Why Shipping Capacity Matters

The debate comes against the backdrop of the Merchant Shipping Act, 2025, which replaced a law more than six decades old. The new legislation liberalised ship registration norms by allowing vessels substantially owned by Indian entities, NRIs, OCIs and LLPs to fly the Indian flag. The reform was aimed at reversing India’s weak position in global shipping.

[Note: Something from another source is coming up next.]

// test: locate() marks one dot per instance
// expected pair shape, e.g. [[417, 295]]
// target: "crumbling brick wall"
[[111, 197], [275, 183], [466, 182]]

India currently controls just 1.4 per cent of global shipping tonnage, ranking 18th worldwide, despite accounting for around 11 per cent of global seaborne trade—a figure projected to rise to 30 per cent by 2047. In FY20 alone, India paid $85 billion in sea freight, most of it to foreign shipping lines. Between 2008 and 2021, outbound freight payments totalled $637 billion, highlighting the economic cost of dependence on foreign fleets.

Strategic Imperatives Ahead

The Ministry of Ports, Shipping and Waterways has repeatedly warned that overreliance on foreign tonnage poses risks to food and energy security during global crises, as seen during the COVID-19 pandemic, the Russia-Ukraine conflict and the Red Sea disruptions. Expanding India’s shipping capacity, estimated to require investments of about ₹55 lakh crore under the Maritime Amrit Kaal Vision 2047, is therefore seen as essential to building a resilient and globally competitive maritime sector.

As consultations move forward, the government faces a delicate balancing act. The challenge lies in leveraging GIFT City’s global potential while ensuring that regulatory reforms reinforce, rather than dilute, the long-term goal of strengthening India’s national shipping fleet and maritime sovereignty.